The digital age has ushered in a transformative shift in the way companies ingest, store and analyze data. This has led to an extraordinary proliferation of data across all operational facets.
This abundance of data has paradoxically given rise to a pressing issue — data fragmentation within organizations. Valuable data resides in silos across business functions and systems, making it a challenge to synthesize and transform into actionable insights. This disjointed data landscape poses a variety of business challenges, but it is especially problematic for organizations that aim to optimize business outcomes and align their operations with environmental, social and governance (ESG) commitments.
Meanwhile, some companies have started gathering specific ESG data — particularly that related to greenhouse gas (GHG) emissions — in preparation for proposed regulations that seek broader climate and environmental sustainability disclosures, such as the forthcoming SEC scope 3 emissions disclosure and the EU’s Corporate Sustainability Reporting Directive (CSRD). But you shouldn’t view such requirements solely as a compliance exercise.
Leveraging technology to help you efficiently mine the information needed for current and future disclosures allows you to ground decision-making in real-time data. Other benefits include a more complete view of overall business operations and performance, as well as the ability to glean valuable insights about how to adjust corporate strategy to help drive long-term growth.
The urgency of climate action
There’s no time to waste. The risks associated with climate change, ecosystem degradation, and resource scarcity are becoming more real every day, with 18 separate weather and climate disasters in 2022, each of which cost $1 billion in damage. At the same time regulators, investors and other stakeholders are putting pressure on companies to disclose how these issues impact the business.
Corporate ESG initiatives typically cut across multiple functions and platforms that don’t necessarily work together or make it easy to get an integrated picture of all the relevant data. In PwC’s 2022 Digital Trust Insights survey, 77% of respondents said their data infrastructure has “unnecessary and avoidable” complexity.
But in our most recent Pulse survey fielded in August, more executives said they plan to embed new technologies into their business model than any other strategic priority over the next three to five years. Specifically, 59% of all US business leaders plan to invest in new technologies such as cloud or artificial intelligence (AI) in the next 12 to 18 months. At the same time, half of all leaders surveyed said climate change poses a serious or moderate risk to their company.
Amazon Web Services (AWS) offers a broad and deep set of cloud-based capabilities in AI, machine learning (ML), Internet of Things (IoT) and data analytics that can help companies of sizes and across multiple sectors build and implement ESG solutions to automate decision-making, identify and create new business models, and unlock and amplify innovation to meet their sustainability goals.

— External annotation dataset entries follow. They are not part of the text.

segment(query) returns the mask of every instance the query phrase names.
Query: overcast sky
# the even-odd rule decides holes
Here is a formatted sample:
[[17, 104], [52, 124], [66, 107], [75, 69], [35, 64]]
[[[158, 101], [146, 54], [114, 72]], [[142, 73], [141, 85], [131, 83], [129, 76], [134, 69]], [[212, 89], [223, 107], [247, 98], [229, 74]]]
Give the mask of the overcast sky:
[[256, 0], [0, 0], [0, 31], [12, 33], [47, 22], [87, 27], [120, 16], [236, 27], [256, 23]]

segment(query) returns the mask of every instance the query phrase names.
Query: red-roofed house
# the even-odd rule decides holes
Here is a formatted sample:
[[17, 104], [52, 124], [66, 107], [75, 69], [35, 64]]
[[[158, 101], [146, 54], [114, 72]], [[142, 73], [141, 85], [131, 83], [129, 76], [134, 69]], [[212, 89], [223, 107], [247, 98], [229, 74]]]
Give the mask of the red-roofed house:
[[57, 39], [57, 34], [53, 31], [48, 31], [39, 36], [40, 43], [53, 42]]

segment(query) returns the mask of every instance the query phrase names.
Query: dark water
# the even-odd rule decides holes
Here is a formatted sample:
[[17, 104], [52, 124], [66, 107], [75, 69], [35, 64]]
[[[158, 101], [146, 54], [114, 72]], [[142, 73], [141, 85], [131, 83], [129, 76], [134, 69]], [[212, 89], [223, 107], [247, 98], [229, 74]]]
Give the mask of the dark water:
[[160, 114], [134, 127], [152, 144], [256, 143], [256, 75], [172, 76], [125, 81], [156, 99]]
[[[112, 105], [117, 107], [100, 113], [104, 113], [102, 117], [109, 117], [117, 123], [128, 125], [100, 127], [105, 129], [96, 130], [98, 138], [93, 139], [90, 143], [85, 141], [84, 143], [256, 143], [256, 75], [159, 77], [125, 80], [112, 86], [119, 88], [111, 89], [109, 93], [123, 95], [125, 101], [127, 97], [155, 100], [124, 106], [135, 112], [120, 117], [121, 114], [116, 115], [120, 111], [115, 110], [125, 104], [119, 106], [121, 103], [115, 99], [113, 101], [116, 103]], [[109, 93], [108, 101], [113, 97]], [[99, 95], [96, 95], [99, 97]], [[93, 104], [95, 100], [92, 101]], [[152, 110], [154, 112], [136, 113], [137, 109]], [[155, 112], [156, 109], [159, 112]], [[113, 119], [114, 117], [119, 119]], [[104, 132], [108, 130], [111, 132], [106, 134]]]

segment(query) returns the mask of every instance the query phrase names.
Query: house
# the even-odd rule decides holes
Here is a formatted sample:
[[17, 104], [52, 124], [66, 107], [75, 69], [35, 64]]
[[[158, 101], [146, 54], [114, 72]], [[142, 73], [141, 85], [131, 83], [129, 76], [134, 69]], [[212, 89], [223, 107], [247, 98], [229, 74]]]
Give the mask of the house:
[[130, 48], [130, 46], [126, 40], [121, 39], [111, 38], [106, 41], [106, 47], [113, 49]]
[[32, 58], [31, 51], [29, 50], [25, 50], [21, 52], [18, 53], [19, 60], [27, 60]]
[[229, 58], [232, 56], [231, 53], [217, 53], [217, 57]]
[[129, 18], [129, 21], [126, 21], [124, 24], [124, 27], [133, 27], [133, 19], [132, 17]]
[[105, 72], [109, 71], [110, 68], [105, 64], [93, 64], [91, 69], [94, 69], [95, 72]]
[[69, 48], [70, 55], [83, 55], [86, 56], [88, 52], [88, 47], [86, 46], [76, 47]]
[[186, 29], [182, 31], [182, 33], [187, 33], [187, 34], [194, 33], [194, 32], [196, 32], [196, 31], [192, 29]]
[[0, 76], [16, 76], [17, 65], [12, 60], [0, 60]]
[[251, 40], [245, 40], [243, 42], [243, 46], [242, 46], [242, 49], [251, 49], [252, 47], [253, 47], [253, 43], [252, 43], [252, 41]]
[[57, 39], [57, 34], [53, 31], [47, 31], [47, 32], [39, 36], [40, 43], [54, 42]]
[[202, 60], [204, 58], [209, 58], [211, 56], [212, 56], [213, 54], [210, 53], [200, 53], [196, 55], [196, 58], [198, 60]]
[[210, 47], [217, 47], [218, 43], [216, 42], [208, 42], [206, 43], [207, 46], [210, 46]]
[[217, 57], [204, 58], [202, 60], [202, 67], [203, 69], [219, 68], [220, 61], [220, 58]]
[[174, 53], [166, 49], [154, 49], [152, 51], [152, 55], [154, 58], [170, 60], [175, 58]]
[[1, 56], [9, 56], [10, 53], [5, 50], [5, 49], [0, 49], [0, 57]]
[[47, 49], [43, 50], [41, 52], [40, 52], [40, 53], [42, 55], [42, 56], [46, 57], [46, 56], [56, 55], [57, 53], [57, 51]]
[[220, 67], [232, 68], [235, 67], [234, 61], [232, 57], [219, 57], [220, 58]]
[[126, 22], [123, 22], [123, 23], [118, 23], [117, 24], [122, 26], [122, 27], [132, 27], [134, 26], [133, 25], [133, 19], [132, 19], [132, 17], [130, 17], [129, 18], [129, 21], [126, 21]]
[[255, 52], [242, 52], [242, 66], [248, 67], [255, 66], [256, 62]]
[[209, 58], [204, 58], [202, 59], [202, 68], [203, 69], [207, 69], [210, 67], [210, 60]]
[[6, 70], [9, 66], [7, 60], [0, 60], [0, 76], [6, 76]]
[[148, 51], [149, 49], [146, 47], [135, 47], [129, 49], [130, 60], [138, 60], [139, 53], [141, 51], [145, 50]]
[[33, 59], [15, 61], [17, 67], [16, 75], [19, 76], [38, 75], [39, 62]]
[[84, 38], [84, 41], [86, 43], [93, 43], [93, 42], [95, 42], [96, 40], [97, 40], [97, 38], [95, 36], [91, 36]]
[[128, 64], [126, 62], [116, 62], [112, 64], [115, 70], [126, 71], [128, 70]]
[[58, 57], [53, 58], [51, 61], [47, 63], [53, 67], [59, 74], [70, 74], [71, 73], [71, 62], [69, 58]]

Sustainability encompasses the capacity to create-long term value through comprehensive focus on ESG factors. But it takes coordinated effort and help from technology solutions that allow you to:
- Ingest varied facets of ESG data in real time, including GHG emissions, workforce composition, water and waste management data, safety incidences, cyber breaches and governance standards
- Secure data across your IT infrastructure
- Analyze the data to produce predictive analytics
- Execute on strategic initiatives that arise from the data analysis
- Communicate strategic insights and initiatives across the value chain and enable collaboration across multiple parties
3 reasons to reimagine your business with data and technology
Beyond compliance, there are powerful incentives for aligning data, technology and your company’s sustainability initiatives.Specifically, you can make advances the following three areas:
- Strategy: Amid ongoing uncertainty, companies need to be fit for growth. The right digital investments can help you reimagine your business models and strategies, optimize your value chains, create differentiated customer experiences and deliver sustainable transformation.
- Action: By tech-enabling a sustainability strategy and ESG reporting, you can more easily spot supply chain efficiencies and devise methods for reducing a product’s carbon footprint — or come up with more sustainable products and services that attract new customers.
- Visibility: Technology can help provide a clear picture of the enterprise in real time. The right data platform can afford you a more complete view of your operations by enabling analytics tools to take in a variety of data to provide useful insights and enable decisions that help you create change, drive value and monitor progress against climate goals.
PwC and AWS: a converging sustainability journey
Global regulations and key stakeholders are pushing companies to provide a holistic view of emissions generated across your value chain (Scope 1, 2 and 3 emissions). PwC and AWS fully grasp the gravity of these requirements — and both companies are on a similar sustainability journey.
Amazon co-founded the Climate Pledge with Global Optimism in 2019, and as an Amazon company, AWS is committed to ongoing measurement and reporting of GHG emissions, decarbonization and achieving net zero by 2040.
PwC is working toward a 50% absolute reduction of scope 1 and 2 emissions, as well as a 50% reduction in scope 3 business travel (including land-based travel, air travel and accommodation) greenhouse gas emissions by fiscal year 2030.